HONG KONG/LUDWIGSHAFEN, Germany – BASF has outlined its Strategy 2020 for Asia Pacific, with the goal of growing on average two percentage points faster than the Asia-Pacific chemical market each year. With expected market growth of four to five percent per year, this would double regional sales by 2020 while earning a premium on cost of capital.
 
This ambitious strategy is based on growth and new business initiatives. Under its new strategy, BASF will initially target five key growth industries in the region, will increase headcount by at least 5,000 from a current figure of approximately 15,000, and plans to generate 70 percent of regional sales from local production. At the same time, the company will invest EUR 2 billion in the region between 2012 and 2013 and aims to create efficiency improvements that are expected to save at least EUR 100 million annually by 2012.
 
To support the goal of producing 70 percent of its sales within the Asia-Pacific region, BASF plans to invest EUR 2 billion between 2009 and 2013. This amount includes BASF’s 50 percent share of the $1.4 billion expansion of its integrated chemical production joint venture in Nanjing, China, which was approved by the national government in July 2009. In Chongqing, China, BASF is in the planning phase for a 400,000-ton-per-year plant for MDI, a precursor for polyurethanes.

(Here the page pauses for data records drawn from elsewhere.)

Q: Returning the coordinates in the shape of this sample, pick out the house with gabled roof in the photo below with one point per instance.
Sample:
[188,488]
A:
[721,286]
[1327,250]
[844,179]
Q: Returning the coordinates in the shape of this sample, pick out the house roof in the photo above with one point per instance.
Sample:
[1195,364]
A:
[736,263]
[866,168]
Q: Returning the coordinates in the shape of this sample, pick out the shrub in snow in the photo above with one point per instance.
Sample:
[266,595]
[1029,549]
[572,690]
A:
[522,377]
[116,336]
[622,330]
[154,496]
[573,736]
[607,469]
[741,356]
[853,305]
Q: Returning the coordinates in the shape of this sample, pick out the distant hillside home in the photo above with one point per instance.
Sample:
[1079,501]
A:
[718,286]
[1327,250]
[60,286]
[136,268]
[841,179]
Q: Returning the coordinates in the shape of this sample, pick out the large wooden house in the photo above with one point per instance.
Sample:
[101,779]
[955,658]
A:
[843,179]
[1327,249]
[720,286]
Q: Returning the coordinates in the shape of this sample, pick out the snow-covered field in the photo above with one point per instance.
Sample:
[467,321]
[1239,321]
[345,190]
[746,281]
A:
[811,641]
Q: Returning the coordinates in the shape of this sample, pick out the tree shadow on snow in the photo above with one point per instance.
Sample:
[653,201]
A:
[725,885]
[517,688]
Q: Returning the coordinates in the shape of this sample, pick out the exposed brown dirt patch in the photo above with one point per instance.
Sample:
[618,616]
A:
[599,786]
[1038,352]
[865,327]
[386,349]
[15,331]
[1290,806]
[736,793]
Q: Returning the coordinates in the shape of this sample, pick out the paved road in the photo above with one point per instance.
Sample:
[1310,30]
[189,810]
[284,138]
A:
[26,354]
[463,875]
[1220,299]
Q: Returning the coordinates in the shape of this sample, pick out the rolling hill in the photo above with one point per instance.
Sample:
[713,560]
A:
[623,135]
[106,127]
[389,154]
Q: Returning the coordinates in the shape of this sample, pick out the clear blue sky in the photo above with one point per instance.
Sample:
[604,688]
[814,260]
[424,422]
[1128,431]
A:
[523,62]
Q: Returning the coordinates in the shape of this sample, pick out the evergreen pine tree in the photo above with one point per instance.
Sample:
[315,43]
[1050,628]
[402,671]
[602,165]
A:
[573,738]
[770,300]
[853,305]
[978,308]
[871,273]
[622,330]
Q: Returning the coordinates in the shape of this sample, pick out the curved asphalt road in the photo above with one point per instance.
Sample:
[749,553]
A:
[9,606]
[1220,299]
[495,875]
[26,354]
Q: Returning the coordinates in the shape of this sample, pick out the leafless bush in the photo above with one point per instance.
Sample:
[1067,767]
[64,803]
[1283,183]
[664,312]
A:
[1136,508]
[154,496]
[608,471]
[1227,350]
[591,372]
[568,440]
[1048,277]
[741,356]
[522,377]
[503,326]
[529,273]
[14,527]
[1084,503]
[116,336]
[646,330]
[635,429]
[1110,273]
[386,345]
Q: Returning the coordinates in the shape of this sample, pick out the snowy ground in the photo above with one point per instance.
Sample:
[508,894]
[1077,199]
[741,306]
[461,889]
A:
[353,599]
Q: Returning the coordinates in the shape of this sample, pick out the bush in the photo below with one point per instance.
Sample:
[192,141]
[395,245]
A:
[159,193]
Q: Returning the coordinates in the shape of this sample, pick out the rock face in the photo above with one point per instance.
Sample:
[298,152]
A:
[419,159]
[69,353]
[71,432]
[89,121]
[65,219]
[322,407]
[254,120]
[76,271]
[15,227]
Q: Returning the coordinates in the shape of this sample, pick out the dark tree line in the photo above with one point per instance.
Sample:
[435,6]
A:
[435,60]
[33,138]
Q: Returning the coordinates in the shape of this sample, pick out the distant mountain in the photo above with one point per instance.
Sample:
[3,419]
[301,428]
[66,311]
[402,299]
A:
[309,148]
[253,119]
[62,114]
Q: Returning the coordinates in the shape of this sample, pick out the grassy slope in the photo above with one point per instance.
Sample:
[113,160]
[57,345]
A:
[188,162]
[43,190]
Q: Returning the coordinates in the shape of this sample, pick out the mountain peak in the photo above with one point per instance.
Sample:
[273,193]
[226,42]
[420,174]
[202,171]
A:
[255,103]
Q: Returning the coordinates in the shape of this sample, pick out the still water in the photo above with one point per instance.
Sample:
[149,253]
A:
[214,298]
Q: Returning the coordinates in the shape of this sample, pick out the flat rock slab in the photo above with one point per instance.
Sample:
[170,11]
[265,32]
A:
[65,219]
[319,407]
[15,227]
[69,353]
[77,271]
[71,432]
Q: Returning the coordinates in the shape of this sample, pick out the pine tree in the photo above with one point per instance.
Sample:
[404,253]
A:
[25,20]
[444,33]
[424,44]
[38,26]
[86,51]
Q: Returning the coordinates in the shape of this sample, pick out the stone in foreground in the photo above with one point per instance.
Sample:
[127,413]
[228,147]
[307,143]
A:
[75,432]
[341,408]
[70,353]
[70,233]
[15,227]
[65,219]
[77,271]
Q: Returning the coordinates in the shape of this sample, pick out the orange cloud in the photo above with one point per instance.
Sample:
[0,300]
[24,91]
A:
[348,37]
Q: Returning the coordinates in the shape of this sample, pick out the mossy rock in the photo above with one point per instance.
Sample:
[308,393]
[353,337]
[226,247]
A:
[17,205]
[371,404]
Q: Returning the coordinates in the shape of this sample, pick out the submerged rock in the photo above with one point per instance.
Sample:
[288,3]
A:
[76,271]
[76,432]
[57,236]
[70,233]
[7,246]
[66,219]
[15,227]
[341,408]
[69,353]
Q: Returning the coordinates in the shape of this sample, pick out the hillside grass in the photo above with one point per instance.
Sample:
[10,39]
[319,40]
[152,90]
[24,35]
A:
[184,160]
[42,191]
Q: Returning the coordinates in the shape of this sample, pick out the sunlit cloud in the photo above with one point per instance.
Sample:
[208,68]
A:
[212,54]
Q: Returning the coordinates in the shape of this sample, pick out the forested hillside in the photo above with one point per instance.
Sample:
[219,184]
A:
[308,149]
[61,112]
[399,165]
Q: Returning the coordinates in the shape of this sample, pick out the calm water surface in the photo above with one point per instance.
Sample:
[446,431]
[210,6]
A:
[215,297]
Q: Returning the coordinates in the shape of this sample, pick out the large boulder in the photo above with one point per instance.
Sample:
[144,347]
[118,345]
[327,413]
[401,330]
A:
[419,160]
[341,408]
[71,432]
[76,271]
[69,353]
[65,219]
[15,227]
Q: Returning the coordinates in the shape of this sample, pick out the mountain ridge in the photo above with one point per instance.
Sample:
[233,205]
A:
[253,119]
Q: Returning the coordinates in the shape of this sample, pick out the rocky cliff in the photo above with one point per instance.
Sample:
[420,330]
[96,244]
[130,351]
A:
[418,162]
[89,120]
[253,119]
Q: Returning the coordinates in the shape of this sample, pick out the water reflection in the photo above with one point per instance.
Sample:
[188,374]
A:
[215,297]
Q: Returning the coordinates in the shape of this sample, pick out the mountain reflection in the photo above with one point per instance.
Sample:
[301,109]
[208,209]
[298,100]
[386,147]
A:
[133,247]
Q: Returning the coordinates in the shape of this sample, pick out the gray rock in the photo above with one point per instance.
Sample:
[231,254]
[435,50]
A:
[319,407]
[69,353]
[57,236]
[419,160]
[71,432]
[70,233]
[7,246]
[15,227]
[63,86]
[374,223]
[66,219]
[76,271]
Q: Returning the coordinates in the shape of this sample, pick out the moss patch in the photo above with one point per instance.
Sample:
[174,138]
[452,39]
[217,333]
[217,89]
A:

BASF and the Chongqing authorities aim for mechanical completion of the plant by the end of 2013 and commercial operation by early 2014. Final approvals of the project by Chinese regulators are expected in 2009, and subsequently the BASF Board of Executive Directors plans to approve the investment in the first quarter of 2010.
 
In Asia Pacific, BASF will organize its sales efforts around key industries in order to grow faster than the market. The company has established an initial set of industry target groups where it intends to become a preferred supplier, including the automotive, construction, packaging, paint and coatings, and pharmaceuticals industries. By looking closely at the value chains in these key industries, BASF will better understand its customers’ needs and will be better positioned to provide products and solutions based on BASF’s global knowledge and resources.
 
Already present in 15 countries in the region, with significant operations in China, Japan, Korea and India, BASF will also actively seek opportunities to support rapidly developing customer markets in relatively untapped locations, including Vietnam and inland China.
 
To achieve its goals, BASF will implement an enhanced development plan to strengthen its existing local talent base. By 2020, BASF expects to increase its headcount in Asia Pacific by at least 5,000. In its two challenging growth markets, China and India, BASF has set up dedicated recruitment centers to manage the increase in hiring. The company will double the number of employees in research and development by 2020, especially at its two major R&D clusters in China and India. Currently, BASF has 300 employees working in R&D at 15 sites in Asia Pacific.
 
BASF plans to reduce costs by at least EUR 100 million annually by 2012, increasing the efficiency of its existing operations. An important aspect of this effort is the company’s Site Optimization Project, which aims to increase capacity through debottlenecking production and by exploiting technical synergies, for example in production processes or across sites. All measures implemented under this project are expected to recoup their costs within one year.